Obesity is considered a major public health concern worldwide due to the increased incidences of metabolic dysfunction and cancer risk. The obese state is, in part, attributable to the overconsumption of calorie-dense foods commonly seen in a standard Western diet, which aids in the progression of chronic, lowgrade inflammation. The role of estrogen varies depending on menopausal status, where estrogen deficiency coupled with increased visceral fat associated with post-menopause leads to increased secretions of pro-inflammatory adipokines and cytokines. However, the presence of estrogen in a premenopausal state has been shown to attenuate the pro-inflammatory response, which has been demonstrated when estrogen replacement is administered to ovariectomized (OVX) mice. The purpose of this study was to determine if various pro-inflammatory cytokines secreted by adipose tissue influences cancer growth and if ovarian status affects this response. Methods: The study utilized a diet-induced model of obesity, where 8-week-old intact female, OVX female, and male mice were assigned to either a 40% high-fat diet (HFD) or a purified control low-fat diet (LFD) for 21 weeks.
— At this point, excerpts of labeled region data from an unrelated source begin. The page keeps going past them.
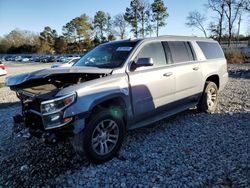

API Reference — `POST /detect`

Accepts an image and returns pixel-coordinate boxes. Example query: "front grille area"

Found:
[25,112,44,130]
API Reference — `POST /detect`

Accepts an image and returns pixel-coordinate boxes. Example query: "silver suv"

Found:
[6,36,228,162]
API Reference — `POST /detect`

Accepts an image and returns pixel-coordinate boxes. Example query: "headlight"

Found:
[41,93,76,129]
[41,93,76,115]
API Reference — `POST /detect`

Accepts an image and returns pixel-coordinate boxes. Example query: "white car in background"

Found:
[51,57,80,68]
[0,61,7,76]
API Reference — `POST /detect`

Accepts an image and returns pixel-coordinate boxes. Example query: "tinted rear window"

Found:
[138,42,166,66]
[167,41,194,63]
[197,42,224,59]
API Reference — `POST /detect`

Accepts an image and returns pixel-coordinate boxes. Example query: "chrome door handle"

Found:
[193,67,199,70]
[163,72,173,77]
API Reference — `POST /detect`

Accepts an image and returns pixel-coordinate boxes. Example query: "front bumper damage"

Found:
[13,111,86,144]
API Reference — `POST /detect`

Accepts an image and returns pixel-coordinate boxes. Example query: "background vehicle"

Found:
[51,57,80,68]
[0,61,7,76]
[6,36,228,162]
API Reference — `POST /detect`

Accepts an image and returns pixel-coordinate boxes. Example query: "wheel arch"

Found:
[89,94,131,128]
[204,74,220,89]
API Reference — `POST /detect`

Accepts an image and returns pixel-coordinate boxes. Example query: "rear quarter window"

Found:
[197,42,224,59]
[166,41,194,63]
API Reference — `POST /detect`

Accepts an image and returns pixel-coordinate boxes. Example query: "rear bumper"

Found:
[219,72,228,91]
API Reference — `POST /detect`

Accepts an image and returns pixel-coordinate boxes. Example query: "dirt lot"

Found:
[0,63,250,187]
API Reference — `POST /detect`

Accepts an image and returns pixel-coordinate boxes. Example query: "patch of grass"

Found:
[225,49,245,64]
[0,83,4,88]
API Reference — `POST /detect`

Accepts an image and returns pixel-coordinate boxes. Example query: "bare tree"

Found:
[186,11,207,38]
[207,0,226,43]
[224,0,245,46]
[114,14,128,39]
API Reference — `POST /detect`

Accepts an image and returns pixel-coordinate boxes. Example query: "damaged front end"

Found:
[5,67,112,140]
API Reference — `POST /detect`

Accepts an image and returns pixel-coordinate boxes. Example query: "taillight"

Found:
[0,65,5,70]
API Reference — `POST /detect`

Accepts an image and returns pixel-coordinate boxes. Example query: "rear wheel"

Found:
[198,82,218,113]
[74,109,125,163]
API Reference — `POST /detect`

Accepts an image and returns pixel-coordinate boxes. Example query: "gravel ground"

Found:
[0,64,250,187]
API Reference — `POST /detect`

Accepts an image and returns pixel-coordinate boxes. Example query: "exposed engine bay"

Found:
[14,73,106,99]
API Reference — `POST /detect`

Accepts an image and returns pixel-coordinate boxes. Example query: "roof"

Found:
[112,35,214,43]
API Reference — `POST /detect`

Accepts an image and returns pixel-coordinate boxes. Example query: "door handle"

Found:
[193,67,199,70]
[163,72,173,77]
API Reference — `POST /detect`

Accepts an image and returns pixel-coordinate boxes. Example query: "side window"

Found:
[197,42,224,59]
[167,41,195,63]
[137,42,166,66]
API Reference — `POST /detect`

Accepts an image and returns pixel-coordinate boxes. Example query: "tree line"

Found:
[186,0,250,47]
[0,0,168,54]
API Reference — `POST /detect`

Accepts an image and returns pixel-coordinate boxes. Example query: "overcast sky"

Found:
[0,0,248,36]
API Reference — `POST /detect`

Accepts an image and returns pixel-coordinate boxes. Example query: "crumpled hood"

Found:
[5,67,112,87]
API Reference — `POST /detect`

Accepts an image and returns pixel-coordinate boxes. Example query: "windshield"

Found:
[74,42,136,68]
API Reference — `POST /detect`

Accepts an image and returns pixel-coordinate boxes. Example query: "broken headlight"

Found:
[41,93,76,129]
[41,93,76,115]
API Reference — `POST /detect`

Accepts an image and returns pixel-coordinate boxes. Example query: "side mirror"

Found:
[135,57,154,68]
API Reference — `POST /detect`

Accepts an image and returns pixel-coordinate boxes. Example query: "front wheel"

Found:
[197,82,218,113]
[74,109,125,163]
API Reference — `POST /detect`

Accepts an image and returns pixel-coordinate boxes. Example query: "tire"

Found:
[73,109,125,163]
[197,82,218,113]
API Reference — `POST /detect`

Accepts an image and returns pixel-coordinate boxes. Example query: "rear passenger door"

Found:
[128,41,175,120]
[163,41,203,102]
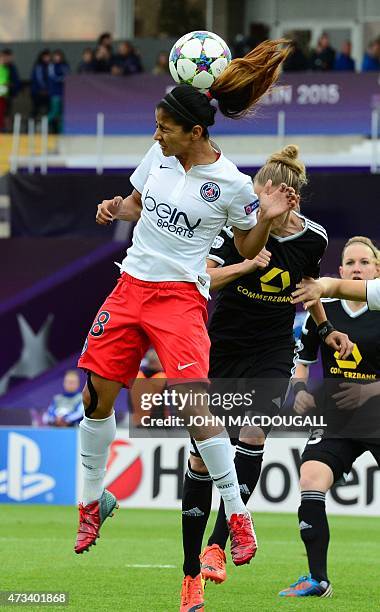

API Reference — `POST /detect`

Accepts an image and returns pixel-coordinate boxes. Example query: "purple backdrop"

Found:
[64,72,380,135]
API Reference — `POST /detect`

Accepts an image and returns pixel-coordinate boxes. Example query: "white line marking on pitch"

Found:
[125,563,177,569]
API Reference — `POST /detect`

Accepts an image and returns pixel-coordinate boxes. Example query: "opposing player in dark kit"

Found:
[280,236,380,597]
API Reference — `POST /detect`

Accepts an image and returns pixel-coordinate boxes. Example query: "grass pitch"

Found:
[0,505,380,612]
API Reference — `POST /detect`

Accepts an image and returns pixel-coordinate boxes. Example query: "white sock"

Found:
[195,432,247,520]
[79,412,116,506]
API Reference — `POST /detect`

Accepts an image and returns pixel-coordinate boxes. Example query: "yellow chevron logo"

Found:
[334,344,363,370]
[260,268,290,293]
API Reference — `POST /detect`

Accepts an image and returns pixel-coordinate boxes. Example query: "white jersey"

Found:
[121,143,259,297]
[367,278,380,310]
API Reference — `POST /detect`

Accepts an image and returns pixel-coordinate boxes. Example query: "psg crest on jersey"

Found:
[244,199,260,215]
[201,182,220,202]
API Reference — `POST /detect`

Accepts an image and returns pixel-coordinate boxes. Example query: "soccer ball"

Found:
[169,31,231,91]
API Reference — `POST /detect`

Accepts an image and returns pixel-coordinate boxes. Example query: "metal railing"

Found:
[10,106,380,175]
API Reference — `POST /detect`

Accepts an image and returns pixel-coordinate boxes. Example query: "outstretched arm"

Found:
[292,276,367,310]
[309,300,354,359]
[207,249,272,291]
[96,189,142,225]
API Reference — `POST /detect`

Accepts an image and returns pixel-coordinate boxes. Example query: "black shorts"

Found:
[186,337,296,456]
[302,431,380,483]
[209,338,297,416]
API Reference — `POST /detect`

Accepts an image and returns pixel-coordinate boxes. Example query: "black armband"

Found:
[317,320,335,342]
[293,380,307,397]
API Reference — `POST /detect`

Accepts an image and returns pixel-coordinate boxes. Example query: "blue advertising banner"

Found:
[0,428,78,504]
[64,72,380,135]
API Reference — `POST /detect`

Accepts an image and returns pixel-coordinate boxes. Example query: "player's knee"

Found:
[239,427,265,446]
[300,461,334,493]
[189,455,208,474]
[82,373,110,419]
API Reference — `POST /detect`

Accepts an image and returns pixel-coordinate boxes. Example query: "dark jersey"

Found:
[209,215,328,353]
[299,300,380,443]
[299,300,380,382]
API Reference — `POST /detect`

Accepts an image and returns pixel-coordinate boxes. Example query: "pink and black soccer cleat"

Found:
[227,512,257,565]
[74,489,119,554]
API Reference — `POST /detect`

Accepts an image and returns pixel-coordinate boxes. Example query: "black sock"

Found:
[182,466,212,578]
[298,491,330,582]
[208,441,264,550]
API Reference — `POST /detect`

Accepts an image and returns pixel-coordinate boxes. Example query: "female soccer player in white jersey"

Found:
[280,236,380,597]
[182,145,350,600]
[75,41,296,588]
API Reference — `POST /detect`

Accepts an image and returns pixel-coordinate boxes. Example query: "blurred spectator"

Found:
[152,51,169,74]
[43,370,84,427]
[334,40,355,72]
[0,51,10,132]
[310,32,335,71]
[130,349,167,427]
[48,49,70,134]
[232,22,269,57]
[283,39,309,72]
[77,47,95,74]
[96,32,113,56]
[30,49,51,118]
[94,45,112,72]
[362,38,380,72]
[112,40,143,75]
[3,48,21,132]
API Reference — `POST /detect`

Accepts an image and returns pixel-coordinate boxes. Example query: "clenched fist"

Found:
[96,196,123,225]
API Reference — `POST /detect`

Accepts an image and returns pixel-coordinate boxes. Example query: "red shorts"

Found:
[78,273,210,387]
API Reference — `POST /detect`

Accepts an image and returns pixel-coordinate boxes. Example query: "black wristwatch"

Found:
[293,380,307,397]
[317,319,335,342]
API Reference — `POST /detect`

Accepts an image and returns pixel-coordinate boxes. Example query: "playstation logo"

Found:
[0,432,56,501]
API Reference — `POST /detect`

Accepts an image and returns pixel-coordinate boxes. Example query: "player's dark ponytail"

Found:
[157,38,292,137]
[210,38,292,119]
[157,84,216,137]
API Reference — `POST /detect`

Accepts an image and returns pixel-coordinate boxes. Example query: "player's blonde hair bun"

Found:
[342,236,380,266]
[255,144,307,193]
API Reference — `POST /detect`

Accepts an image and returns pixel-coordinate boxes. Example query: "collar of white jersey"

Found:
[162,140,225,174]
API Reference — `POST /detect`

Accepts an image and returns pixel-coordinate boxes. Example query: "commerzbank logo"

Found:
[0,432,56,501]
[260,268,290,293]
[334,344,363,370]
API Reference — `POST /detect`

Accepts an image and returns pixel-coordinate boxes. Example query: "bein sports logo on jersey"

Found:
[0,432,56,501]
[144,190,202,238]
[200,182,220,202]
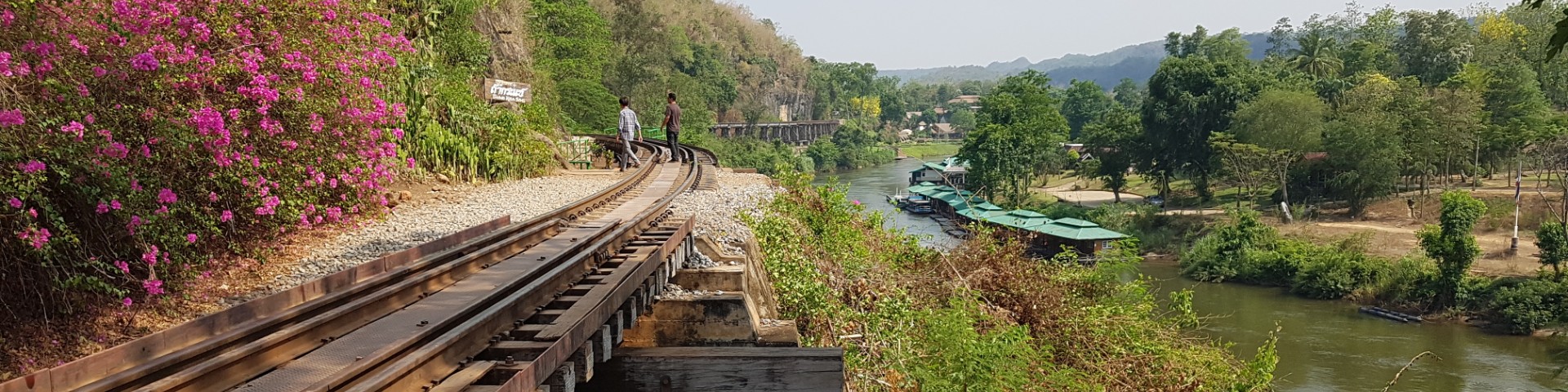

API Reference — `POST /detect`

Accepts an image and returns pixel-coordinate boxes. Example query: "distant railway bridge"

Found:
[712,119,844,146]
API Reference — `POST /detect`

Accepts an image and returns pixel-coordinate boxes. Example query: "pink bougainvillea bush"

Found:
[0,0,412,318]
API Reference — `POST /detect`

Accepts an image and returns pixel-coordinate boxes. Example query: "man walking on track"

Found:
[665,92,680,163]
[617,97,643,171]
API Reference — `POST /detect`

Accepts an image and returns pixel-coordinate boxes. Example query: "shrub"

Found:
[1290,246,1379,300]
[1181,210,1280,283]
[1490,279,1568,334]
[1364,256,1438,309]
[0,0,412,317]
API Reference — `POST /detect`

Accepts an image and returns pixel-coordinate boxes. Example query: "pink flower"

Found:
[158,188,180,204]
[16,160,49,174]
[126,215,145,235]
[141,245,158,265]
[0,108,27,127]
[33,229,49,249]
[60,121,88,138]
[130,51,158,70]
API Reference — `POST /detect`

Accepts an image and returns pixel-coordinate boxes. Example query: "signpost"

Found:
[484,78,533,104]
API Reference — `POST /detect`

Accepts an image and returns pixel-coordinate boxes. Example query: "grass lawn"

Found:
[898,143,958,158]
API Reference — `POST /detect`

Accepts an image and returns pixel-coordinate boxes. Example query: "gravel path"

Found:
[671,171,777,268]
[232,174,621,303]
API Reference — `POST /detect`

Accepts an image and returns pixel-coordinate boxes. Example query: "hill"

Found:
[878,33,1268,88]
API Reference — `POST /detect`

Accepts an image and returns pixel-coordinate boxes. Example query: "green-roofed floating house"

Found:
[908,182,1127,256]
[910,158,969,188]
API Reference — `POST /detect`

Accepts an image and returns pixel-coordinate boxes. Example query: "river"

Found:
[818,160,1568,392]
[815,158,958,249]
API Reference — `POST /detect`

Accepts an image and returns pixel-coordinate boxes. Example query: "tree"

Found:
[1264,17,1295,58]
[958,70,1068,203]
[1062,80,1115,140]
[1285,31,1345,78]
[1524,0,1568,60]
[1535,221,1568,279]
[1323,77,1403,216]
[1394,10,1472,85]
[1110,77,1147,108]
[806,138,842,171]
[1142,27,1264,201]
[1209,133,1289,208]
[947,108,975,130]
[1416,191,1486,309]
[1231,88,1328,152]
[1084,109,1143,203]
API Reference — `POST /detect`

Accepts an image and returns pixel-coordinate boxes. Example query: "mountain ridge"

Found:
[876,33,1268,88]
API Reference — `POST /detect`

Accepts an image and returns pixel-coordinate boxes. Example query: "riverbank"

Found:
[748,177,1275,390]
[1138,257,1568,392]
[898,143,960,160]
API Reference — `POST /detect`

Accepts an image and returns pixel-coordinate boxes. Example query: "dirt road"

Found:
[1280,221,1541,276]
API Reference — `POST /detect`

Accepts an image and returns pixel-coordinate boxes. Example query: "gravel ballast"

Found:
[671,171,777,268]
[237,174,622,300]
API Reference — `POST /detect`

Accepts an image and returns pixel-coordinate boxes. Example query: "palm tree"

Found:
[1285,31,1345,78]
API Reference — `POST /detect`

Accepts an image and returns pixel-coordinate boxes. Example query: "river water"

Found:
[815,158,958,249]
[818,160,1568,392]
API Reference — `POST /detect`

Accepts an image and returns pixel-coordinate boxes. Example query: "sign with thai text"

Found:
[484,78,533,104]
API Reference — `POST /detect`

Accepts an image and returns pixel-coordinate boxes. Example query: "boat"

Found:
[1361,305,1425,323]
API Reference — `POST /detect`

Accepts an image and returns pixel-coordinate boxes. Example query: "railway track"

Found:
[0,136,716,392]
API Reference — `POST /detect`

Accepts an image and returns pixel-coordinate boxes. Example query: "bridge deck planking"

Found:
[229,227,605,392]
[238,163,684,392]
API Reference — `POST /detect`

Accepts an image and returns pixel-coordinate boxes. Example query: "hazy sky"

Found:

The ovaries of the OVX female group were removed in order to study the role of ovarian status in obesity and cancer initiation. To determine if pro-inflammatory cytokines associated with increases in body weight and fat mass influence cancer proliferation, adipose tissue-conditioned media (AT-CM) obtained from each dietary group was supplemented to MC38 colon cancer cells and a proliferation assay was performed. Results: An obese phenotype in mice fed a HFD was achieved and detectable increases in WBC, LYM, MON, and PLT count in the blood associated with obesity were identified. There were no diet effects discovered in the concentration of pro-inflammatory cytokines circulating in the plasma; however, a main effect of HFD (p<0.05) exhibited increased secretions of IL-1β and IL-6 from the AT-CM when comparing the intact and OVX female groups. No significant differences were discovered in the cell proliferation assay after treatment with AT-CM. Conclusion: HFD feedings resulted in significant increases in body weight and fat mass. Secreted levels of pro-inflammatory cytokines were detected in the AT-CM in the intact and OVX females. There was no difference detected in the cell proliferation assay after 24hrs.